Inflated Excellence or True Performance? Rethinking Medical Diagnostic Benchmarks with Dynamic Evaluation¶
Conference: ACL 2026
arXiv: 2510.09275
Code: Official Open Source
Area: Medical NLP
Keywords: Medical diagnostic benchmarks, dynamic evaluation, data contamination, diagnostic distractors, LLM trustworthiness
TL;DR¶
This paper proposes DyReMe, a dynamic medical diagnostic evaluation framework. Through the DyGen module, it generates new diagnostic cases containing clinical distractors such as differential diagnoses and misdiagnosis factors. The EvalMed module evaluates LLMs across four dimensions: accuracy, authenticity, helpfulness, and consistency. The study reveals that existing static benchmarks overestimate LLM diagnostic capabilities—GPT-5's accuracy dropped by 8.25% on DyReMe, and all 12 evaluated LLMs exhibited significant deficiencies in trustworthiness.
Background & Motivation¶
Background: LLMs have demonstrated great potential in medical diagnostic assistance, capable of analyzing clinical cases, identifying patterns, and aiding diagnostic decisions. To evaluate these capabilities, static benchmarks based on medical examinations (e.g., MedBench, C-Eval) are widely adopted, where test items remain unchanged across different models and time points.
Limitations of Prior Work: Static benchmarks face two core issues: (1) Capability overestimation due to data contamination—since many benchmarks are public and static, LLMs may have encountered test items during training; high scores may reflect exposure rather than generalizable reasoning. (2) Misalignment with real-world scenarios—exam-style benchmarks use standardized, formal case descriptions and accuracy-only evaluation protocols, whereas real patient queries are often incomplete, use colloquial language, and are interfered with by factors like self-diagnosis, which can mislead clinical decisions.

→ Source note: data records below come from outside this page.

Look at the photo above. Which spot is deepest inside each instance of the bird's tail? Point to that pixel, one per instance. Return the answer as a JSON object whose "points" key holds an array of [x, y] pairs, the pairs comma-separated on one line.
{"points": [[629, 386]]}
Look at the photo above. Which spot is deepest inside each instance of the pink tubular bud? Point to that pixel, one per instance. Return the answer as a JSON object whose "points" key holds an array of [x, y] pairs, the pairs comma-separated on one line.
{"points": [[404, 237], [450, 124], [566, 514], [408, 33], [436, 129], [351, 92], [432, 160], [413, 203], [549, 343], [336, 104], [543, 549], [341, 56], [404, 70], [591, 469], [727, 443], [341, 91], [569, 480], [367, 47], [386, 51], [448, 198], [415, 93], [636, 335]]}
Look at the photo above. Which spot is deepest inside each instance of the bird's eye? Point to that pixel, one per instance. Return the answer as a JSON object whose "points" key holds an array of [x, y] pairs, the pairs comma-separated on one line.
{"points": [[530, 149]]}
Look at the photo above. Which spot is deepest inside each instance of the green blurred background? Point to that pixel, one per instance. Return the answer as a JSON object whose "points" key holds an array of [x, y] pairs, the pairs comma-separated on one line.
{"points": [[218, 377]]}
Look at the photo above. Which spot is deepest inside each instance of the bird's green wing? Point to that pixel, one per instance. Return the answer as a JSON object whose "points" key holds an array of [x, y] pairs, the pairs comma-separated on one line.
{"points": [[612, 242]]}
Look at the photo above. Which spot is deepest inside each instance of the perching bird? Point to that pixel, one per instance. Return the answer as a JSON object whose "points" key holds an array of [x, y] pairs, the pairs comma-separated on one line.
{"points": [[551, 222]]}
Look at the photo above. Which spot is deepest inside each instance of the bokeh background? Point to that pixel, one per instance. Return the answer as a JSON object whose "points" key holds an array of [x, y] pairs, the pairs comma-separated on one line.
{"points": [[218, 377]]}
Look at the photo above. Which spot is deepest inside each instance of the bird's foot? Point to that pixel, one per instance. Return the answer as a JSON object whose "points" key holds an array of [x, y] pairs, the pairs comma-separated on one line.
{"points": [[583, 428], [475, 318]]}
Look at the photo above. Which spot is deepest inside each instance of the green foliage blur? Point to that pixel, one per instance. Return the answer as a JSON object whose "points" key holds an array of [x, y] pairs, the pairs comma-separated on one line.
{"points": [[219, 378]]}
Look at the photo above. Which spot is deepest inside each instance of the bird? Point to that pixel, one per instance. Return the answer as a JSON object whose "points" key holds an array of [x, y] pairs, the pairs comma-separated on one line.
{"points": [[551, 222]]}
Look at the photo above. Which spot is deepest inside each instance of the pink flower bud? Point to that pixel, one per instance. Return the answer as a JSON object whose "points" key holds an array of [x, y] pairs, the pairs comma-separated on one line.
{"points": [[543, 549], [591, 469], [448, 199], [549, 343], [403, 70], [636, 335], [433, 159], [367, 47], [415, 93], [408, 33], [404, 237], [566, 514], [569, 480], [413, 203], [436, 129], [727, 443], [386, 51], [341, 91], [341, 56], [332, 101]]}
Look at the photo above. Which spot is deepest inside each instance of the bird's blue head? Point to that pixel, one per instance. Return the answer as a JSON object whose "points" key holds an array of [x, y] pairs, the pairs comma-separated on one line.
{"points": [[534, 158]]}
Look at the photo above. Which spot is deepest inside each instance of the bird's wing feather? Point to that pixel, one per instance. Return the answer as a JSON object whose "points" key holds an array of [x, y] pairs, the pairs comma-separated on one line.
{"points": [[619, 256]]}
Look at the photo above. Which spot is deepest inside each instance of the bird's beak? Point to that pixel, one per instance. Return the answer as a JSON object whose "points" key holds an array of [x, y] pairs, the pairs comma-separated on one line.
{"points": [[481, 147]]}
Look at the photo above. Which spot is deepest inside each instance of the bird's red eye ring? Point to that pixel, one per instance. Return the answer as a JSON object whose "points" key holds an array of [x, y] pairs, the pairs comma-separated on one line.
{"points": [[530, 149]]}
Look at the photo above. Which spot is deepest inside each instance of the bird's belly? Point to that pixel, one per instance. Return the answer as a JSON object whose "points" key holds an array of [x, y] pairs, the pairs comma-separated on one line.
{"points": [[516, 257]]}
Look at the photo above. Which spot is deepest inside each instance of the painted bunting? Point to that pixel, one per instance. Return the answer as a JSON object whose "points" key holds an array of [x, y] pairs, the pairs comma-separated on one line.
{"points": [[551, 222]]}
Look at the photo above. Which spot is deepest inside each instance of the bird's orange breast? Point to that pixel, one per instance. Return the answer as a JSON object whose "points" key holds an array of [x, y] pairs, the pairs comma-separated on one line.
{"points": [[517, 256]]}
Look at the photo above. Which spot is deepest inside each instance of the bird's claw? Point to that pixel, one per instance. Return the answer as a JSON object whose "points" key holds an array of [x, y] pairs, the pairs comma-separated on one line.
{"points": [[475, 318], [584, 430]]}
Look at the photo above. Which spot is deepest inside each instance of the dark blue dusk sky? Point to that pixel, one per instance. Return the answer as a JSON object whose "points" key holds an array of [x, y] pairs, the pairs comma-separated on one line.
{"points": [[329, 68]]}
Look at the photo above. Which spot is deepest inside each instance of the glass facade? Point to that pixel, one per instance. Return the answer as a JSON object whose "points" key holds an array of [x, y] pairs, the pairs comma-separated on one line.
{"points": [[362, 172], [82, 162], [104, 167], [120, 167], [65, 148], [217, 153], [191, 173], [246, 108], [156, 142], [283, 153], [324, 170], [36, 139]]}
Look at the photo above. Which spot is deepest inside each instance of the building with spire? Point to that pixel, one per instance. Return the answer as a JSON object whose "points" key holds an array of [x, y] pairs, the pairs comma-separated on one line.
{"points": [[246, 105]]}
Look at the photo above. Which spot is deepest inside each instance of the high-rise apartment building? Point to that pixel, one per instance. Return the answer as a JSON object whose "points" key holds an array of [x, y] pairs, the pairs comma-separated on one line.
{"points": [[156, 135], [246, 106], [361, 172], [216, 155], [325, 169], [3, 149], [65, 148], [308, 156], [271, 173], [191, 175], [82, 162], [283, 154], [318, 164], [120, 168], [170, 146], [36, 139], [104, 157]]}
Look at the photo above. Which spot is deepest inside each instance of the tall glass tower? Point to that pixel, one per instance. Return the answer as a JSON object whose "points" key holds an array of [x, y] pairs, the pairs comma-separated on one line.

Key Challenge: While existing dynamic evaluations (e.g., through paraphrasing or noise injection) reduce data contamination, transformations are typically surface-level and retain the underlying clinical settings. They fail to address real-world misalignment and still focus solely on accuracy.
Goal: (1) Generate new diagnostic cases containing clinically grounded distractors (differential diagnoses + misdiagnosis factors); (2) Establish a multi-dimensional trustworthiness evaluation system beyond simple accuracy.
Key Insight: Four types of misdiagnosis factors in real-world diagnosis (anchoring bias, posterior probability errors, distraction, and symptom overestimation) are designed as four types of diagnostic traps (self-diagnosis, distracting history, external noise, and symptom displacement) and injected into benchmark items to simulate clinical complexity.
Core Idea: Dynamic Benchmark = Differential Diagnosis Distractors + Misdiagnosis Factor Traps + Diverse Patient Expression Styles + Four-dimensional Trustworthiness Evaluation.
Method¶
Overall Architecture¶
DyReMe addresses whether high scores on static medical benchmarks represent true capability or rote memorization. It achieves this by making both "item generation" and "scoring" dynamic. The framework consists of two collaborative components: DyGen transforms old exam questions into clinical cases with traps to prevent memorization-based shortcuts; EvalMed سپس scores these transformed items across four dimensions. DyGen uses a feedback-driven pipeline where original questions undergo differential diagnosis retrieval, misdiagnosis trap injection, and persona adaptation, followed by a Validator-Refiner loop for quality control.
%%{init: {'flowchart': {'rankSpacing': 24, 'nodeSpacing': 28, 'padding': 6, 'wrappingWidth': 400, 'subGraphTitleMargin': {'top': 8, 'bottom': 16}}}}%%
flowchart TD
A["Original Static Exam Question"] --> DG
subgraph DG["DyGen Dynamic Generation Module"]
direction TB
B["Differential Diagnosis Retrieval<br/>RAG finds confusing diagnosis d_dis"] --> C["Misdiagnosis Factor Injection<br/>Sampling four types of traps"] --> D["Expression Style Adaptation<br/>Indirect persona rewriting"]
end
DG --> E{"Validator-Refiner Loop<br/>Challenge/Logic/Symptom/Trap constraints"}
E -->|Failed - Refiner modifies per feedback| E
E -->|All Passed| G["New Diagnostic Case"]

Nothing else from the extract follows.